Keywords : twin pregnancy, twin reversed arterial perfusion
Acardiac twining also referred to as the twin reversed arterial perfusion sequence (TRAP) represents an extreme manifestation of the twin transfusion syndrome and has an incidence of approximately 1 in 35,000 deliveries 1. The acardiac twin is transfused by the normal co twin by means of reversal of circulation through large vein to vein and artery to artery anastomosis and has no direct communication with placenta. The acardiac twin presents with many bizarre anomalies thought to be due to low oxygen tension and dramatic alterations in the fetal physiology 1. Complications in the pump twin of an acardiac fetus include congenital heart failure, polyhydramnios, preterm labor and death in 50-70% of the cases. We present a case of acardiac – acephalus twin which was initially mistaken for a dead anomalous twin.
A 20 year old 3rd gravida having two full term vaginal deliveries with one living was referred to us at 29 weeks gestation with an ultrasound report documenting twin pregnancy with one fetus of 28 weeks and the other showing anomalies like Wilm’s tumor anencephaly and having no cardiac activity. Her clinical examination revealed a 34-36 weeks size, tense distended uterus with multiple fetal parts. She was admitted for observation as a case of twin pregnancy with one dead fetus. Repeat ultrasonography with color doppler was done which showed two fetuses inside the uterus, only single placenta with absence of amniotic membranes suggestive of monochorionic monoamniotic twin pregnancy. The first fetus was dead (26 weeks gestational age), showed gross congenital malformations in the form of absence of fetal cranium replaced by soft tissue density mass lesion, spinal deformity, gross edema of limbs, abdomen and body (Figure 1). The second fetus was apparently normal and alive with normal growth of 29 weeks 4 days.

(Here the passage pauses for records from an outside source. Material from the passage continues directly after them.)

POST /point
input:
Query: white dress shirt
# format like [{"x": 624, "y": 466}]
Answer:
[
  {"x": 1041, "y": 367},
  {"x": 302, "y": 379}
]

She was treated conservatively for the live twin but on 9th March 2006, the 3rd day of admission she developed labor pains and delivered the 1st still born congenitally malformed baby by breech at 6.30 pm and the 2nd preterm baby by vertex at 6.34 pm.
The only recognizable parts in the malformed twin were lower limbs that too deformed. On gross examination the proximal part of the fetus was multilocular cyst filled with a transparent fluid, covered with a gelatinous swollen skin and no heart or lung like structure. There were no upper limbs or head and neck. The patient refused autopsy. Radiograph of the fetus showed normal skeletal features below the umbilicus but no bony shadow was present in the upper part of the body. Single placenta was delivered with single amniotic membrane and two cords inserted side by side, one of them was very small and attenuated which belonged to the acephalus twin. Postnatal period was uneventful and the 2nd baby was admitted in neonatal intensive care unit for prematurity and expired on the 4th day of life. The patient was discharged on 6th postnatal day in satisfactory general condition.
Twin reversed arterial perfusion (TRAP) first defined by Greenwald in 1942, is probably responsible for acardiac fetus as one of the forms of twin to twin transfusion syndrome. The donor twin or the pump twin provides circulation for itself and recipient acardiac twin; used arterial blood reaching the recipient twin preferentially goes to the iliac vessels leading to disruption or deterioration of growth and development of the upper body as seen in our case.
Twin to twin transfusion syndrome (TTTS) cannot be prevented but an early diagnosis of this disorder in an identical twin pregnancy can possibly save one or both babies. This can be detected in the early stage of pregnancy by ultrasound scanning and doppler velocimetry 2.
Currently to stop the blood flow to the acardiac twin, a high energy radiofrequency ablation is utilized to destroy the blood vessels and surrounding tissues at the site where they enter the acardiac twin3. The other therapy is fetoscopic placental laser surgery directed at the vascular connection between the twins.